MINOT’S LEDGE LIGHT HOUSE, OFF COHASSET, MASSACHUSETTS.

From Mount Washington, the tourist who delights to revel among the wonderful scenes of this tumultuary and anarchistic region, where nature is in disarrangement through the operation of forces that long since have spent themselves, usually proceeds west by Thorn Hill, through Carter Notch, and thus arrives at the village of Jackson, the center of another district of great scenic interest. The town is but a handful of pretty white cottages, but it is in the quiet isolation of a mountain-engirdled vale, and the very lonesomeness of its situation gives the place an inexpressible fascination, for it is like meeting cheerful company in the valley of desolation. The largest house, commanding respect by reason of its size, and exciting reverence for its holy purposes, is a frame church, in whose belfry the pigeons swarm, undisturbed by the deep tones of the bell that summons the hamlet to worship. How mournfully it peals out the first stroke, as if awakening the town from sleep, so still is the place; but from a toll it becomes a chime, as the notes reverberate from hill to hill, until the noise is reassuring, that however lifeless things may have seemed, the church-bell has power to stir the people into mental if not physical activity. All about are mountains, Eagle, Wild-Cat, Tin, Iron and Thorn, the sides of which have been cleared of their forest growths and stone, and brought under cultivation, which add materially to the picturesque landscape of which the village is the natural center.

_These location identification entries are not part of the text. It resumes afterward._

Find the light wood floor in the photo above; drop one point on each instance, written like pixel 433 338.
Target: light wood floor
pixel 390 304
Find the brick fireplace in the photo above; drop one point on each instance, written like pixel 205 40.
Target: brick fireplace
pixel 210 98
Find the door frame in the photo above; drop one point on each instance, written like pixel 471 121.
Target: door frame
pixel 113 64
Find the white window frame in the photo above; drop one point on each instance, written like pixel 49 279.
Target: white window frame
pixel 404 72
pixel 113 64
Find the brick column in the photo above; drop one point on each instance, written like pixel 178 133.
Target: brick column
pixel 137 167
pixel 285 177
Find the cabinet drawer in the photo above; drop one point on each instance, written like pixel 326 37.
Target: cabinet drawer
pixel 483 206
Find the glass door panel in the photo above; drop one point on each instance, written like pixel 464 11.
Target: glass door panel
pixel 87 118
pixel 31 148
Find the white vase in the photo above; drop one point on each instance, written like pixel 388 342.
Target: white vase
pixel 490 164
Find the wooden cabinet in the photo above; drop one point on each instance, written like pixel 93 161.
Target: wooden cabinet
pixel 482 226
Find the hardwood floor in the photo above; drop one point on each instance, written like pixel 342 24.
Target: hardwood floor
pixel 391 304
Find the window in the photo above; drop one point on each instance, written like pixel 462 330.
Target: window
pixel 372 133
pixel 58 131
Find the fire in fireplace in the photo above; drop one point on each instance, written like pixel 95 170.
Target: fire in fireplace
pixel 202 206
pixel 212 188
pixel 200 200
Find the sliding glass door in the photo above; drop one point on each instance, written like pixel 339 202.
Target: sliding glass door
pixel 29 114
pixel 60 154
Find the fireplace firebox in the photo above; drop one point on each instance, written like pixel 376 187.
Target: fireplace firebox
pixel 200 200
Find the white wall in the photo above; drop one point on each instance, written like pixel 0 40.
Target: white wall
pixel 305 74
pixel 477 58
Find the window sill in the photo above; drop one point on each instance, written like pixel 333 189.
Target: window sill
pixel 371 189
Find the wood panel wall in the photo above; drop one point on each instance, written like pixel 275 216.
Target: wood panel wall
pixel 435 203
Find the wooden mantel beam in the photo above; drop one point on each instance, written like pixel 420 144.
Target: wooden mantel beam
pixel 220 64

PROSPECT FROM THE SUMMIT OF WHITE MOUNTAINS, NEW HAMPSHIRE.—If there be grandeur in the chaotic landscape which spreads out before the startled vision of the spectator along the mountain sides, what must be the sensation inspired by the glorious panorama unfolded from the summit? It produces a feeling of complete separation from the earth, as if one were suspended in the sky and looking down upon the world below. It is the exhilaration that comes from conquering a mighty thing; the solemnity of being face to face with infinity.